Die jüngste Sanktionsrunde der EU hatte Kommissionspräsidentin von der Leyen bereits Anfang Mai am Rande ihres Besuchs in Kiew skizziert. Von der Leyen versprach, die EU werde alles tun, was in ihrer Macht stehe, um Putins Kriegsmaschinerie lahmzulegen und seine Einnahmen versiegen zu lassen, und bekräftigte, dass die Sanktionen Wirkung zeigten. Bei dem neuen Sanktionspaket, so von der Leyen, gehe es vor allem darum, die Umgehung von EU-Sanktionen zu bekämpfen – insbesondere durch Ausweitung des Durchfuhrverbots auf moderne Technologieerzeugnisse und Flugzeugteile, durch Einführung eines nur als letztes Mittel einzusetzenden Werkzeugs zum Verbot bestimmter Ausfuhren an Drittländer sowie durch das Verbot sogenannter „Schattenorganisationen“ aus Russland und aus Drittländern, die absichtlich Sanktionen umgehen.

Die Verordnungen wurden am 23. Juni 2023 im Amtsblatt der Europäischen Union veröffentlicht und traten an diesem Tag (Erweiterung des Anhangs I zur VO (EU) 269/2014) bzw. am darauffolgenden Tag (Änderungen der VO (EU) 833/2014) in Kraft. Die Einigung auf das neue Sanktionspakets wurde erneut durch Diskussionen zwischen den Mitgliedstaaten verzögert.
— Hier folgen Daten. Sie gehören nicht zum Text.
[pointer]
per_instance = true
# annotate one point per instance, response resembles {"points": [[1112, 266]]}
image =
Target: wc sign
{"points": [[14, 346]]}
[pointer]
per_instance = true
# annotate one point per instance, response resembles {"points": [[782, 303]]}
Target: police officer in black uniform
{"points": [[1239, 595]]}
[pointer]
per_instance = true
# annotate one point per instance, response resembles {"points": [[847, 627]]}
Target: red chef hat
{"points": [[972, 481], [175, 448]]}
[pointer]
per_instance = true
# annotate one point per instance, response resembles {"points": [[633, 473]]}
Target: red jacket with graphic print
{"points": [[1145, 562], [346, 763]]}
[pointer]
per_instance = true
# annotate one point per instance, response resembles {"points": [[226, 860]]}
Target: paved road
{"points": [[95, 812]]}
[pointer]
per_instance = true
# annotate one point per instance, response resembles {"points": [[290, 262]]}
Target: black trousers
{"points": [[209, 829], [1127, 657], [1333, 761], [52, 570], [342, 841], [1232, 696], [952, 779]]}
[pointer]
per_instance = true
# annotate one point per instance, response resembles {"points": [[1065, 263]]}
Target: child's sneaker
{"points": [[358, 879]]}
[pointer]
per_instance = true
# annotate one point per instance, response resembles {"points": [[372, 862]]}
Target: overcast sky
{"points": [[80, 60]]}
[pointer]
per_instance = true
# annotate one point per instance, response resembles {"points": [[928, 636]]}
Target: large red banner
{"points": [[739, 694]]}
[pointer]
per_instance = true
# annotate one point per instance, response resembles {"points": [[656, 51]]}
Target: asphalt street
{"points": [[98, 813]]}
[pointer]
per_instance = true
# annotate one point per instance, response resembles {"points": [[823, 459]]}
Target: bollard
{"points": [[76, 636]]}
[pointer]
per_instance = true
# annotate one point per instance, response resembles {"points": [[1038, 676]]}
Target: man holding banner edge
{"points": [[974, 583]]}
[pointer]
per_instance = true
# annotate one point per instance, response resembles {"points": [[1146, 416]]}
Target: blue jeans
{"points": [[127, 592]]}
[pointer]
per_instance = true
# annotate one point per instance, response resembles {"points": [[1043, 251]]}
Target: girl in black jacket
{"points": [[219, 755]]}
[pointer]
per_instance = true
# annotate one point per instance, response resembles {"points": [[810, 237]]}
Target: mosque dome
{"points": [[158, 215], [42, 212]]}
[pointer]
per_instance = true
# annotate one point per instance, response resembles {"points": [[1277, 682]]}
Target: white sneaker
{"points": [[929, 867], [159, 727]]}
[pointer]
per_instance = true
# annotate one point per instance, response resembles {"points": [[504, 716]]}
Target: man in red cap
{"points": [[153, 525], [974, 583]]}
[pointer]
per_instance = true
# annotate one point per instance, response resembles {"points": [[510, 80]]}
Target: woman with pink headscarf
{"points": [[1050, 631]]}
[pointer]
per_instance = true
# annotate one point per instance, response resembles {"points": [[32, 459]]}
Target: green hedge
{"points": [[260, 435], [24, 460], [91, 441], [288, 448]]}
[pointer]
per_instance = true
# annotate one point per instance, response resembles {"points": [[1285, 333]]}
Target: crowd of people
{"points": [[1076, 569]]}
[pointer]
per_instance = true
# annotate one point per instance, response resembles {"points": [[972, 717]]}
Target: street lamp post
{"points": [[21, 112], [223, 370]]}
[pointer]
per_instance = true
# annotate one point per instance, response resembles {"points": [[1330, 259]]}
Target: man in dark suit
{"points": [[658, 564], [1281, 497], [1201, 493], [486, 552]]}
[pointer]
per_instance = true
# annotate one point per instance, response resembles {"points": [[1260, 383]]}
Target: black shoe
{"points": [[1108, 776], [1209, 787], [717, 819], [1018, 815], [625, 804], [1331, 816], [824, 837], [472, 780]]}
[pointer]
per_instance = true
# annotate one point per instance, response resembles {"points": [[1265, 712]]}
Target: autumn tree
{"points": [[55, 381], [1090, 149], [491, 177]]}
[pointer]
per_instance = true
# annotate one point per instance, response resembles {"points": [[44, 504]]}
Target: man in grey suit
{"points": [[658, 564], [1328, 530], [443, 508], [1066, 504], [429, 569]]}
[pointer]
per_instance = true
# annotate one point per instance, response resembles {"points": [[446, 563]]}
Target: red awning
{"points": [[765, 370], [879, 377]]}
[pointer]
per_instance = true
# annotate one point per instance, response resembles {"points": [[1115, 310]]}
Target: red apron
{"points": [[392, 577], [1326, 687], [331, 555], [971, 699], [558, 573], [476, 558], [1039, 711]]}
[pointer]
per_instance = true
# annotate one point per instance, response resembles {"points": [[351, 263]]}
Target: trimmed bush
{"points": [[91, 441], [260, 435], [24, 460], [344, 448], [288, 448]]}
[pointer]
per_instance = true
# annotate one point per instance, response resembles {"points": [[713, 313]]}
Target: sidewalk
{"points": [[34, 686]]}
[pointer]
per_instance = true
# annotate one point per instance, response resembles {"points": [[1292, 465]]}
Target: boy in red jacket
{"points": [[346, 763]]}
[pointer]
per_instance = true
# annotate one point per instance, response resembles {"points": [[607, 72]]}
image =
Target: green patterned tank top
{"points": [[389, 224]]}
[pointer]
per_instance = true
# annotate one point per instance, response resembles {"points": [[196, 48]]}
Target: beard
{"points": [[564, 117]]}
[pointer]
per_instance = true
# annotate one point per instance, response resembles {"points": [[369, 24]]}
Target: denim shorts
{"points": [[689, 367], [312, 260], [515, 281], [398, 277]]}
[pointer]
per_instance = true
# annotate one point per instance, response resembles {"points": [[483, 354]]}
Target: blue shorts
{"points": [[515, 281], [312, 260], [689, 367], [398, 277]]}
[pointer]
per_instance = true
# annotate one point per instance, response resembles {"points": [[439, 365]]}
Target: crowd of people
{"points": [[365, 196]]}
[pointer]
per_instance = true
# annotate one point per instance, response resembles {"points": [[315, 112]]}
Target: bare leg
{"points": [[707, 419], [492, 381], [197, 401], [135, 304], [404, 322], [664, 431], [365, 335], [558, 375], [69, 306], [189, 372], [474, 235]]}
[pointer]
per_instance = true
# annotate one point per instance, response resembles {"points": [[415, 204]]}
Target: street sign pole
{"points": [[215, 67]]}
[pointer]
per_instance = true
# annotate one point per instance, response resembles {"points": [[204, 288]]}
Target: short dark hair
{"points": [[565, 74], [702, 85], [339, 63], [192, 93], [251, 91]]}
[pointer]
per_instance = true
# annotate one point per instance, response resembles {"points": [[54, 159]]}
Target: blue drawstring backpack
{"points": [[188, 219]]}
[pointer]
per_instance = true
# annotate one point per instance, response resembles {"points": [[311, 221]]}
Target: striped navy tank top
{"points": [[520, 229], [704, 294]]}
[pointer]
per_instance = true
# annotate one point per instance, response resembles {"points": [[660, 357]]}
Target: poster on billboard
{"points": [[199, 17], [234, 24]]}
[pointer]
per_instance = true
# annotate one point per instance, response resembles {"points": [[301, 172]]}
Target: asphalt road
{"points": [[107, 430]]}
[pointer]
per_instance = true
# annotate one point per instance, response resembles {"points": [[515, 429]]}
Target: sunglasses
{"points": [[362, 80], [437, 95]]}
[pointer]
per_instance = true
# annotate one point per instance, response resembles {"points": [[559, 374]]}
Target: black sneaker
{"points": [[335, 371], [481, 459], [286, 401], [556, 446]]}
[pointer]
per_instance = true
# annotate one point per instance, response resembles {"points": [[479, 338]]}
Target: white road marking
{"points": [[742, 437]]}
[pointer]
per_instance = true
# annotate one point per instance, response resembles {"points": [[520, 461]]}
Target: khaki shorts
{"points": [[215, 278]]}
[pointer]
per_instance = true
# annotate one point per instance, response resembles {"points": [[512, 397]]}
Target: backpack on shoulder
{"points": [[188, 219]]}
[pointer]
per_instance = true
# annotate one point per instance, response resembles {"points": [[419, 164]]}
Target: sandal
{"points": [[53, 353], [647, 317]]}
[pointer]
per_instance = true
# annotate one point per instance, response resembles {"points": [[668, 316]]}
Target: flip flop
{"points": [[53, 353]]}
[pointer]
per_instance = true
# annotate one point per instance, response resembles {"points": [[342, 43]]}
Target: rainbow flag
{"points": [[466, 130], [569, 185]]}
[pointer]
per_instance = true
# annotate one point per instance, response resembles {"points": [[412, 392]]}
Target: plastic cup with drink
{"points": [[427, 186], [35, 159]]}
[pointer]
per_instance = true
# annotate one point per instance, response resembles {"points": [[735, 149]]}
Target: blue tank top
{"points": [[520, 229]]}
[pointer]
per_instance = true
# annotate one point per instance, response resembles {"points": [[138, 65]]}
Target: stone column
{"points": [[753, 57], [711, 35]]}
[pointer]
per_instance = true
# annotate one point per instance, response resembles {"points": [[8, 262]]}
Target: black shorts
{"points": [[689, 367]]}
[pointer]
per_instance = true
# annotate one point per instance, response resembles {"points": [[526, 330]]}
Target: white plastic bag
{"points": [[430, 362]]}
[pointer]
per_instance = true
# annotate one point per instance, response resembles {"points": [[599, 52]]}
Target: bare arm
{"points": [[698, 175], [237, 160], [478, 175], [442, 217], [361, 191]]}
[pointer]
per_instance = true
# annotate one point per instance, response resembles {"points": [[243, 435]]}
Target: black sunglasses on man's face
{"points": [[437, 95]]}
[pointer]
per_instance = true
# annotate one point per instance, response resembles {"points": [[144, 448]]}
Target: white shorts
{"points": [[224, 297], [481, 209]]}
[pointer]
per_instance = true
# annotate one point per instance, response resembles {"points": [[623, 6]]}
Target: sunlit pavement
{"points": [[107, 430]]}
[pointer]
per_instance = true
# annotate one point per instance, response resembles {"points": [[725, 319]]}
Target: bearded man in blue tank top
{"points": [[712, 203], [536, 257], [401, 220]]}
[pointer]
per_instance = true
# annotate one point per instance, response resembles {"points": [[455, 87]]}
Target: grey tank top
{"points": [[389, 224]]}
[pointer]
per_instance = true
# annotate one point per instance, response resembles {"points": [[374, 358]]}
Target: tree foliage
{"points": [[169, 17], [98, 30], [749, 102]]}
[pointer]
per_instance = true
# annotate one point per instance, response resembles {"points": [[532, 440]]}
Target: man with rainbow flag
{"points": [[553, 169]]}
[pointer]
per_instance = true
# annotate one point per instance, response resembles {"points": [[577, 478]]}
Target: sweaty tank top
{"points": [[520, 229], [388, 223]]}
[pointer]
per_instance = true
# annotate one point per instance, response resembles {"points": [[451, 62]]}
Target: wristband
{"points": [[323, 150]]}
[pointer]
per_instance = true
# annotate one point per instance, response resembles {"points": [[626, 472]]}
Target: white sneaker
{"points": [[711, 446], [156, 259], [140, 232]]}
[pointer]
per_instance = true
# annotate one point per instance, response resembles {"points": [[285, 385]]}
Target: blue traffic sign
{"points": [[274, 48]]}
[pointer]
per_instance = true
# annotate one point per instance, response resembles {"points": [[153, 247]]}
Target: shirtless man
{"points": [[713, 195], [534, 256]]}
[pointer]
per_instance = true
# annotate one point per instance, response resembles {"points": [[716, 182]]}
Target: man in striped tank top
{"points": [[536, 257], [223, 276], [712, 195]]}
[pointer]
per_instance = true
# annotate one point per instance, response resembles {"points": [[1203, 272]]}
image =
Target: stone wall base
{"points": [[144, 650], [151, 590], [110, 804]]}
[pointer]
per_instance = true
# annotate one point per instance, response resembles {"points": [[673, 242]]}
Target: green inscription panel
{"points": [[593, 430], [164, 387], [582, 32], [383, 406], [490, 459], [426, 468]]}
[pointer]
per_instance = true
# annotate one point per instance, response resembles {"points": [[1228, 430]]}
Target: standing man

Das öffentliche Ringen um die neuen Maßnahmen könnte auf weitere Konflikte in der Zukunft hindeuten, da die Sanktionen die Volkswirtschaften der EU-Mitgliedstaaten zunehmend belasten. Es bleibt abzuwarten, ob die EU-Mitgliedstaaten zu den relativ schnellen und geräuschlosen Verhandlungen früherer Sanktionspakete zurückkehren können.